According to a report in American Family Physician (AFP), only 40 to 60 percent of kiddos complete toilet training by 36 months of age. That means, your diaper days could be a marathon and your diaper costs could add up to much more than $2590.
BUT…there is another way to cut your diaper costs. How about potty training your baby early–as early as the newborn stage–so you’re done with diapers by 12 months or so—rather than at 36 months or later?
It’s possible!

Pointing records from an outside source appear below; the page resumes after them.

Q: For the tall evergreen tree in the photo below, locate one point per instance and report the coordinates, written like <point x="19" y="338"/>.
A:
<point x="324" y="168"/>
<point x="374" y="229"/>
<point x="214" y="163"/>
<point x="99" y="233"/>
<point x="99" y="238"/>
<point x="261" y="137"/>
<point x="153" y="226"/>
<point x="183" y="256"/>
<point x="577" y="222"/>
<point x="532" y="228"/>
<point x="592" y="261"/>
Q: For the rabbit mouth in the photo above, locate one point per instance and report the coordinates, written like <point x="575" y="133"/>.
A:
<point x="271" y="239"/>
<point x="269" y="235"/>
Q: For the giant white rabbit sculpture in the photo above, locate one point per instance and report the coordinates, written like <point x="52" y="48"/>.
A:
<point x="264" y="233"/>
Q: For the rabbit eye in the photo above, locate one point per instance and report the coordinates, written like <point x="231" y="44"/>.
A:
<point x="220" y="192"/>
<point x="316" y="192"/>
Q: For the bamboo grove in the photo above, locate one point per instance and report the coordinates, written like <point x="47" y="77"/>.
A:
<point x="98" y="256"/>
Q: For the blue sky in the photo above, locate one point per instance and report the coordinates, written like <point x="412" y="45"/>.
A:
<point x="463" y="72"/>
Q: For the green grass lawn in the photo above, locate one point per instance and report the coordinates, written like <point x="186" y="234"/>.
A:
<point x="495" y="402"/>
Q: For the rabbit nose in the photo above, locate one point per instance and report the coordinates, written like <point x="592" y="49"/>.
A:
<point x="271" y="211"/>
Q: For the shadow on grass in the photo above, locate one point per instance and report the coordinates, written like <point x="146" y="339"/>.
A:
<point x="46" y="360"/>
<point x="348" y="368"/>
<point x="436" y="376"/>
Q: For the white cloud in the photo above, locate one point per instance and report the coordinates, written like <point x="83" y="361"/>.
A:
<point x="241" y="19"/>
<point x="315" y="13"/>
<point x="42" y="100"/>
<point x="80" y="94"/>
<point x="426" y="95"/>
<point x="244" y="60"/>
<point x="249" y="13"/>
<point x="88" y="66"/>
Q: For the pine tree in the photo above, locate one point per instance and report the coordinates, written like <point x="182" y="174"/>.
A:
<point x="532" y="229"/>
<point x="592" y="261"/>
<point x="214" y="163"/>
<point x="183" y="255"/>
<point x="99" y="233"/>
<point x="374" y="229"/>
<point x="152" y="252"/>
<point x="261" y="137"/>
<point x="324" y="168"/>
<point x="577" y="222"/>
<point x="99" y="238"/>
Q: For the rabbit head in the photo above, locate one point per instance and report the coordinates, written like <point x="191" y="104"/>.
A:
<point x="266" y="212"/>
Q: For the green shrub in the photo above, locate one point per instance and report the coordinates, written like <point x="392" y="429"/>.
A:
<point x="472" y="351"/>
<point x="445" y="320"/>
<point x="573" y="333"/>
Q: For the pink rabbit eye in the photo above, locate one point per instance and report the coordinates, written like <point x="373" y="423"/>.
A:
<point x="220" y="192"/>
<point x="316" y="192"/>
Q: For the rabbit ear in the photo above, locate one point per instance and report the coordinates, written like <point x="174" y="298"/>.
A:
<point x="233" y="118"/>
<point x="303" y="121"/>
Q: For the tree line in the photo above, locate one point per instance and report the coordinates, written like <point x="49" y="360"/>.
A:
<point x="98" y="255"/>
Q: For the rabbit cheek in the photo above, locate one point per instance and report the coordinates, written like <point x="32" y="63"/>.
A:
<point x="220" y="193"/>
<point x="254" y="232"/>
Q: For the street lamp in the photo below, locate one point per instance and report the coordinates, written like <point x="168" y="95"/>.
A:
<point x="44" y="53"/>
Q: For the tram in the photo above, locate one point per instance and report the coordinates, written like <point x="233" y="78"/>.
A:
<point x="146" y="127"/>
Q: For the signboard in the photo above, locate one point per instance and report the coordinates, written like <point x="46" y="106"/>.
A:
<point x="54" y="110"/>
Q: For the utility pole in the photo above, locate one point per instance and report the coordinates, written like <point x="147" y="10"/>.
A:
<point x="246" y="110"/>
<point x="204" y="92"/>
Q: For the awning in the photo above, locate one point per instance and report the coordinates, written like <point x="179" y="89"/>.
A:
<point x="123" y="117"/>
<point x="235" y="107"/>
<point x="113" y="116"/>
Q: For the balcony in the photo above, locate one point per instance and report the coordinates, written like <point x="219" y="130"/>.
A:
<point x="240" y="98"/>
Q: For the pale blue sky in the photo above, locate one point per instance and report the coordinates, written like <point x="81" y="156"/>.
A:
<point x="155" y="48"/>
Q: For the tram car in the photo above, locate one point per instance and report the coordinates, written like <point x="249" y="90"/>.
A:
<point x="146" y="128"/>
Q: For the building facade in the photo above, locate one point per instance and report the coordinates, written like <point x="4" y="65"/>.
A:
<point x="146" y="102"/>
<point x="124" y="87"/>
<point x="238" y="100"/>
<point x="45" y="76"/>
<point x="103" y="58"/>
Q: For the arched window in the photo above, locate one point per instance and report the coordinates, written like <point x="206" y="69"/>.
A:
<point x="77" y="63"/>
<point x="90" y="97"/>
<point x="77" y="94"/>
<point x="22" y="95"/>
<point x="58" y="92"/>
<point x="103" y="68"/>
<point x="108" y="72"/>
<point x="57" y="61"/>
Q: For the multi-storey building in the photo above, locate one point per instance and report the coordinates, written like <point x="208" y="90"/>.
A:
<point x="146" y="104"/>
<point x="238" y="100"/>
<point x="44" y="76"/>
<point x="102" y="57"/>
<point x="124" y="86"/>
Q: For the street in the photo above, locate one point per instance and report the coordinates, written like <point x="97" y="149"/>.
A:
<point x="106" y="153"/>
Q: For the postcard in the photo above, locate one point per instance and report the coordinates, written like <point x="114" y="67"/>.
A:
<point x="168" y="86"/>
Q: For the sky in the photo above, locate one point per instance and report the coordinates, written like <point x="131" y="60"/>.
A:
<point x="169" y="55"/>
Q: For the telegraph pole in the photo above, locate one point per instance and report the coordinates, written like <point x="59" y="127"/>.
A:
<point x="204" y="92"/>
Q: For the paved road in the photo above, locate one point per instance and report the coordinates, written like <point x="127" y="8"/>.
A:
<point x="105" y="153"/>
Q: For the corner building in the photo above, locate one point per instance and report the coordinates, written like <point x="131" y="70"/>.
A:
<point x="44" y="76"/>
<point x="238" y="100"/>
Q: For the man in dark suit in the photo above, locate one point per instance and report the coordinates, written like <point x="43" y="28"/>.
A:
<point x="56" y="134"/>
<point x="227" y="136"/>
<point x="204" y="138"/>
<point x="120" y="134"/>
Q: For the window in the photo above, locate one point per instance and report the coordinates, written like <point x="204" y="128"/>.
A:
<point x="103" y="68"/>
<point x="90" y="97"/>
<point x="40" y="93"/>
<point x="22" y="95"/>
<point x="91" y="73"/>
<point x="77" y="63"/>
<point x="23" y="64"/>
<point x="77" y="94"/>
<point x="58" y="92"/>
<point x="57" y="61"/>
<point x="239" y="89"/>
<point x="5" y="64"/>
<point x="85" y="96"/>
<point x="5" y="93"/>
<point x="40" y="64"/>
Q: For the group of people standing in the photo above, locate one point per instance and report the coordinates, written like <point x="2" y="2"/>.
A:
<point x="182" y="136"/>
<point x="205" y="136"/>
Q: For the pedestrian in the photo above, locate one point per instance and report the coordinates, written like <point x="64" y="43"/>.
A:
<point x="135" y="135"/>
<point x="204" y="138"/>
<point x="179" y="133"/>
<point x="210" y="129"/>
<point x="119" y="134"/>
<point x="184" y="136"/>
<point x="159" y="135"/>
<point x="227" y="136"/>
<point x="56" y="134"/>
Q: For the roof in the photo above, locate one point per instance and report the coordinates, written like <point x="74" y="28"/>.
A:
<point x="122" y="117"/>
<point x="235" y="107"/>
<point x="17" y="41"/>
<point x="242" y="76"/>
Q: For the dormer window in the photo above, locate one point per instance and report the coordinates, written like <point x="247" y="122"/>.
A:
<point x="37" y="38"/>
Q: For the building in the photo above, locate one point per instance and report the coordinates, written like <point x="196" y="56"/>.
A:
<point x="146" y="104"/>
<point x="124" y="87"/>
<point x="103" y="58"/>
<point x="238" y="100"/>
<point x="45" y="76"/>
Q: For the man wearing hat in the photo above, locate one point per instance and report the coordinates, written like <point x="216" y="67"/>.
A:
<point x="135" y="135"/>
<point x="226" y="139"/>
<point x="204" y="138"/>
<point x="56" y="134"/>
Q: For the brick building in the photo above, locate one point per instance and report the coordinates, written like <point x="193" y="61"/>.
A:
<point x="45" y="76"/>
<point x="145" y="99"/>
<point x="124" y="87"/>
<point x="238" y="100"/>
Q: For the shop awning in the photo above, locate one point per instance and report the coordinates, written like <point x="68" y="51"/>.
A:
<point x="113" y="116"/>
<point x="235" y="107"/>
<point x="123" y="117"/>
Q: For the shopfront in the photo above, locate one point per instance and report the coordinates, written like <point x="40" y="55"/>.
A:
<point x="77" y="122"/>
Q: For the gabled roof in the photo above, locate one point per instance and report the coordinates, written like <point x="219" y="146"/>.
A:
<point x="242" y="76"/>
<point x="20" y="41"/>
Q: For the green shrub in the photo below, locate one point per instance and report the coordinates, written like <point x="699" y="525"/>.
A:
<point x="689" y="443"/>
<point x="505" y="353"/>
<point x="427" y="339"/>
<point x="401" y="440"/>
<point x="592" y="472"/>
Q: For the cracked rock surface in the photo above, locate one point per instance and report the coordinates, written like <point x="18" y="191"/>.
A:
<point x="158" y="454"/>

In fact, Andrea E. Olson, the author of Go Diaper Free: A simple handbook for elimination communication and the Go Diaper Free podcast and founder of Tiny Undies, a specialist in early potty training–a technique known as elimination communication (EC)–says EC could cut your diaper costs by as much as 60 percent.
EC with a special item known as a Top Hat Potty is a form of toilet training that involves observing babies for a few weeks to learn their verbal elimination cues and body language for when they’re about to pee or poop, then taking them to a potty before #1 or #2 ever makes it to their diaper. (With EC, babies still wear diapers, they just don’t necessarily soil them.)
All five her of Olson’s kids were out of diapers by 12 months. “If you’re done with diapers by 12 months instead of 36 months, you could save roughly $2,000 a child,” Olson says. “I estimate I’ve saved $10,000 on diapers on my five children.”
Read on for Olsen’s advice on EC and how she went on to create the Top Hat Potty and spearhead the diaper-free “movement.”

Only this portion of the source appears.